As Das puts it, we’ve reached a moment where “things have become real.” GenAI agents can meaningfully assist with real operational tasks, so long as the appropriate controls, validations, and oversight structures are in place.

Trust is no longer just about meeting regulatory requirements. “Trust is also about intelligibility, explainability, and confidence, which GenAI can enhance when properly deployed,” Das explains.

Keeping humans in the loop

Even with rapid advances in agentic AI, the financial sector cannot operate on automation alone.

According to Das, human oversight remains, and will remain, essential in several key areas:

1. Governance and guardrails: Before AI touches a single customer interaction, teams must define what behaviors will be allowed and set escalation thresholds.
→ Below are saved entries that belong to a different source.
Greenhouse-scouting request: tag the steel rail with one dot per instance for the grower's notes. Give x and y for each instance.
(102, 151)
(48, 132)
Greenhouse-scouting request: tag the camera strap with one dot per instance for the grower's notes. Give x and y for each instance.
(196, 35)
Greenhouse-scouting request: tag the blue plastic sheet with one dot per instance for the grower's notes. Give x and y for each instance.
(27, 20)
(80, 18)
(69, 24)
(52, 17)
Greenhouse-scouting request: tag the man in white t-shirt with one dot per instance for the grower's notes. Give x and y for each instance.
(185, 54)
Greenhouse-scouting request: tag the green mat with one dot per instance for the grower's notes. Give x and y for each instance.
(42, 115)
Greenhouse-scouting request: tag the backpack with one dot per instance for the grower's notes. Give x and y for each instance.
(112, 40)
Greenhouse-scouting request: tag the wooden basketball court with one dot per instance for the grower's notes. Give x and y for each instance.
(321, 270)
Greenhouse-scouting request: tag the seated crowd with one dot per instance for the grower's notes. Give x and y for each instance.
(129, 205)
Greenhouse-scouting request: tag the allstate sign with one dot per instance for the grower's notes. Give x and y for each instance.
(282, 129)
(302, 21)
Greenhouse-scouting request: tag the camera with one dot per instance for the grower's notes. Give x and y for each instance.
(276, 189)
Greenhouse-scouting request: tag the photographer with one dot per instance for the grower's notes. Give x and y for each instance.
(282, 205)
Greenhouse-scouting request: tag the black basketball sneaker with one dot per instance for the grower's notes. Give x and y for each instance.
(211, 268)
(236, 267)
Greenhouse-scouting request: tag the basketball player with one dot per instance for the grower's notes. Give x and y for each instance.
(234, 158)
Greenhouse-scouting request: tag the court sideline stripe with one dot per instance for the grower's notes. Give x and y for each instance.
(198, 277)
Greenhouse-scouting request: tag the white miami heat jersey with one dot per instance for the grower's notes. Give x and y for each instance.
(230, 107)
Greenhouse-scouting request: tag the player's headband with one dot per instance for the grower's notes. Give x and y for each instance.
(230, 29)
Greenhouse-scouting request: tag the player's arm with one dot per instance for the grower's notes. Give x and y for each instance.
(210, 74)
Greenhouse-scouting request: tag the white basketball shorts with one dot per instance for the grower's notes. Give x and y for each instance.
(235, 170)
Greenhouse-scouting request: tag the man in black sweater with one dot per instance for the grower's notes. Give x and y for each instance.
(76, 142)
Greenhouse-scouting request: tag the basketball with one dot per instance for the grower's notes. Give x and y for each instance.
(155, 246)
Additionally, people need to be hands-on with their AI agents to validate model performance and approve data sources.

2. High-risk or high-value decisions: Large transfers, unusual behaviors, sanctions complexity, and regulatory interpretations are moments where human judgment still outperforms even the best models.

3. Continuous feedback to train systems: AI infrastructure is constantly evolving, and human experts are needed to tune parameters, refine classifications, and help systems adapt to new fraud patterns, new regulatory rules, and new market behaviors.

While AI accelerates decision-making, it’s up to humans to anchor those systems to ensure a positive customer experience, organizational compliance, and trust.

Balancing governance and innovation at scale

“The biggest challenge for payment providers isn’t choosing whether to adopt AI, it’s figuring out how to adopt AI responsibly,” Das says. “That’s where the question of trust comes in, once again.”

“The biggest challenge for payment providers isn’t choosing whether to adopt AI, it’s figuring out how to adopt AI responsibly.” 
Sudipto Das, Vice President of Engineering at Convera

For Das, there are a few key issues to keep in mind:

  • How do we innovate at the speed of genAI without compromising regulatory obligations?
  • How do we ensure AI model outputs are explainable?
  • How do we protect data across borders?
  • How do we maintain trust when using systems that learn and evolve?

The answers usually come down to AI infrastructure offering centralized governance, standardized guardrails, and unified data management.

“With the right foundation, AI can become a reliable, compliant, and scalable layer powering the future of global money movement,” Das says.

“The cross-border payments companies that win in the next decade will be those that treat AI as a core operating system — one that enhances trust, speeds transactions, reduces friction, and unlocks entirely new value for businesses and consumers worldwide.”